ソニー・インタラクティブエンタテインメントが発売を予定しているPS4用ソフト「グランツーリスモSPORT」。アメリカ・ロサンゼルスにて開催中の「E3 2017」において、山内一典氏によるプレゼンテーションの模様を紹介する。
リアルドライビングシミュレーターと銘打たれた「グランツーリスモSPORT」は、圧倒的な描画力と緻密に設計されたディテールによって、本当にリアルな車を描き出し、“車を運転する楽しさ”をゲームで再現。今回のプレゼンテーションでは、本作のプロデューサーを務める山内一典氏が登壇し、本作における徹底的に追求した車の表現力を語ってくれた。
冒頭、山内氏は自然界には明るさの違い、ダイナミックレンジが存在すると説明。本作では、まず自然界に溢れる光のすべてをデータキャプチャーして、その後にレンダリングなどのアウトプット作業が行われると語った。また、これらすべての工程がHDRのワークフローで行われている。
「グランツーリスモ」の魂とも呼べる部分――それは“車そのもの”だと思われがちだが、山内氏はずっと以前から変わらずに“光”であると言い切った。光の当たり方による物の見え方や明暗の差、そういった部分をよりリアルにするために、これまでさまざま努力と技術を積み重ねてきたという。なので、このHDRの技術に真っ先に山内氏が飛びついたのは、半ば自然なことであると語った。
例えば本来のフェラーリの赤色というのは、普及しているカラービットの外にあるのだという。デジタルカメラやPCのディスプレイ、あるいはテレビの液晶などでは、この“本来のフェラーリの赤”というのは再現することができなかった。しかし、本作とHDRの性能を組み合わせることによって、現実に最も近いフェラーリの色を再現することが可能になったそうだ。
そんな「グランツーリスモSPORT」を、筆者は今回実際に会場で試遊してみた。しかも、ただのコントローラーではなく、ハンドル型の専用コントローラーで、だ。
会場に用意された試遊台は、実際の車のようにハンドルを切って操作することができ、アクセルやブレーキも完備。さらに、ドライビングシートも前後に動かすことができた。もう、機能だけみればほとんど実車と変わらないだろう。

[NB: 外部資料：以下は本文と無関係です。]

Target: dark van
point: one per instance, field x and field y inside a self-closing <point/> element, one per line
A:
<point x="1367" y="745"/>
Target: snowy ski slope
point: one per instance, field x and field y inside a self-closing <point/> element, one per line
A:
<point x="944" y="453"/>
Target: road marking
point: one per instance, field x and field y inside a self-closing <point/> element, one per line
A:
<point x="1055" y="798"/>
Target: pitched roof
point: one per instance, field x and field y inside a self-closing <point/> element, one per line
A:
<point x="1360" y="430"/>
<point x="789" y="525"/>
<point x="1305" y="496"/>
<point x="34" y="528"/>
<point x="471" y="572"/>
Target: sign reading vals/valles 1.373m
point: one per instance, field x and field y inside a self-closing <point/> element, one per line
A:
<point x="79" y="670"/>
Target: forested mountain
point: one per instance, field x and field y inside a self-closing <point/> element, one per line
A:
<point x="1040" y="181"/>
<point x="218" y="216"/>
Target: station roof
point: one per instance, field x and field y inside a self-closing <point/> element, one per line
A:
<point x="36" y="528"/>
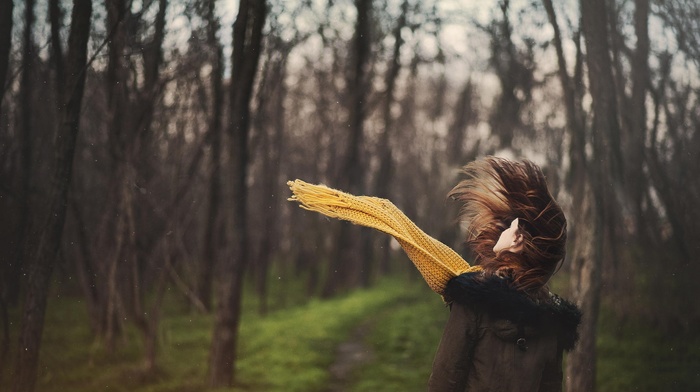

山内氏が語ってくれたように、確かに、光の表現に注力した本作のリアリティはほかのゲームの表現力と一線を画すものがあると感じた。それは車の表現だけはない。光に注力するということは、空の明るさや道路の照り返し、つまり視界に映るあらゆるものの描写がよりリアルに感じられるのだ。
本作をプレイして、描画以外に特にこだわりを感じた部分がもう一つある。車の出す“音”だ。加速する際のエンジンの唸り声や、タイヤが地面をする僅かな音が、描画力と合わさってプレイヤーの臨場感をさらに掻き立ててくれていた。
最後に山内氏は、本作が掲げる“SPORT”という言葉について、氏の考えを明らかにしてくれた。まず前提として「e-Sportsを意識して付けたわけではない」と前置き、「僕が元々考えていた“SPORT”には、2つのアクセプトがあります。一つは、NBAやウィンブルドン、あるいはオリンピックのような人生のすべてを捧げて戦うトップ オブ トップのスポーツの世界。一方で、例えばジョギングやストリートバスケのような、それをすることでちょっとだけ自分の人生が豊かにしてくれるようなスポーツが、この『グランツーリスモSPORT』には入っているのです」とコメントした。